Best Recipe for Sun-dried Tomato Pesto-Stuffed Pork
Ingredients
- Cooking spray
- 2 1/2 pounds pork tenderloin
- 1 cup prepared sun-dried tomato pesto
- Salt and ground black pepper
- 1/4 cup balsamic vinegar
- 2 tablespoons prepared honey mustard
- 2 tablespoons chopped fresh thyme leaves
- 2 cups quick-cooking rice, prepared according to package directions
Instructions
- Watch how to make this recipe.
- Preheat oven to 400 degrees F. Coat a shallow roasting pan with cooking spray.
- Using a sharp knife, cut pork lengthwise 3/4 of the way through.
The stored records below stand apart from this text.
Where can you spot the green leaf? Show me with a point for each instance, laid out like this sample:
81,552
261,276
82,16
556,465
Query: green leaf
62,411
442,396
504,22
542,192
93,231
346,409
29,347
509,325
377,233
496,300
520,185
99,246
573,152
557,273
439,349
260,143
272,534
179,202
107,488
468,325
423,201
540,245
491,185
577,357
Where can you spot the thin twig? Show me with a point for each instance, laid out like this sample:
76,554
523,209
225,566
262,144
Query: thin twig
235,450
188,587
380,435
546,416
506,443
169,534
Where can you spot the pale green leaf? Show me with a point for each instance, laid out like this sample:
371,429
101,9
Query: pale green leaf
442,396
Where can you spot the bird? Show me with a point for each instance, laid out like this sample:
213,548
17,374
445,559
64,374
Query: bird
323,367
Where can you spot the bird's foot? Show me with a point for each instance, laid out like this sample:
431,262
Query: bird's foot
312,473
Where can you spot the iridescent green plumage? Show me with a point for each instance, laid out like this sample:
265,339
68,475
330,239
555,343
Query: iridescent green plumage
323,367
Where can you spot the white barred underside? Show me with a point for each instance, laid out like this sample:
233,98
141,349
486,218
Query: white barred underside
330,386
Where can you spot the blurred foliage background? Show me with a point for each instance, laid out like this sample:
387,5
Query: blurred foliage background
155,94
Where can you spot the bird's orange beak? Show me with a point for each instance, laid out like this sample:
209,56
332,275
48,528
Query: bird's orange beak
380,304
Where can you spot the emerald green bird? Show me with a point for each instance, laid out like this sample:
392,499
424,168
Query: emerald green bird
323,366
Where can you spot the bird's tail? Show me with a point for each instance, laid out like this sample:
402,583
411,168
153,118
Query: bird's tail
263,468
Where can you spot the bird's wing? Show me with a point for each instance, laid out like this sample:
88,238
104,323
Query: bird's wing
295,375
Place in a prepared pan and spread sun-dried tomato pesto in the incision. Fold pork back in half and use a metal or wooden skewer to close the seam. Season with salt and black pepper.
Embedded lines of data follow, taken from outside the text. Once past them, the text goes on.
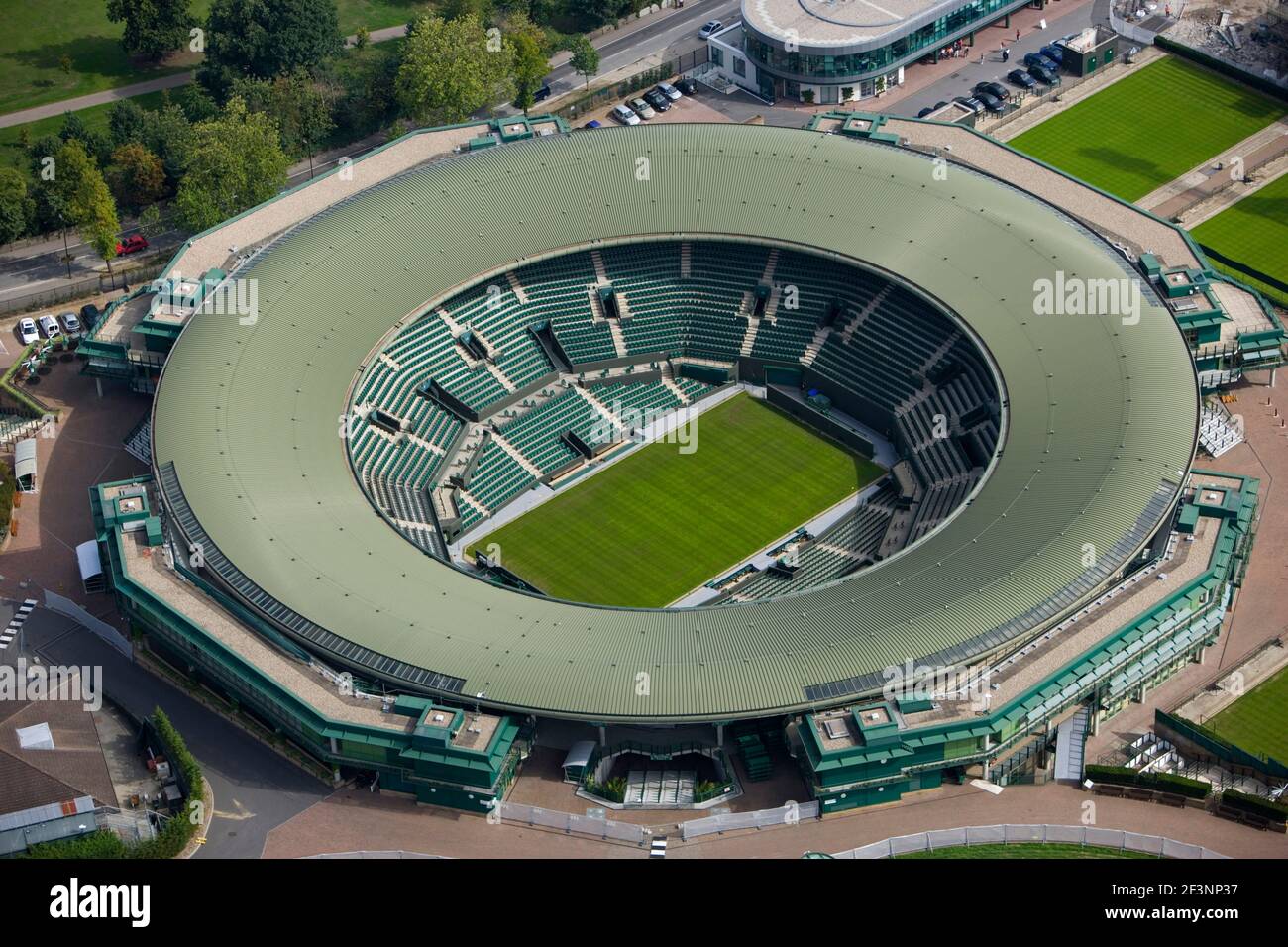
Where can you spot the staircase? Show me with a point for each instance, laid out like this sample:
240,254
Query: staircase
519,292
669,382
815,344
853,325
1070,744
665,788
- In a small bowl, combine vinegar, honey mustard and thyme. Spoon mixture over pork.
- Roast 45 minutes, until an instant-read thermometer reads 155 degrees F (pork may still be pink in the center and that's O.K.).
- Let pork rest for at least 10 minutes before slicing crosswise into 1-inch thick slices. Serve about 1/2 of the pork with 2 cups rice. Reserve remaining rice and pork for additional meals.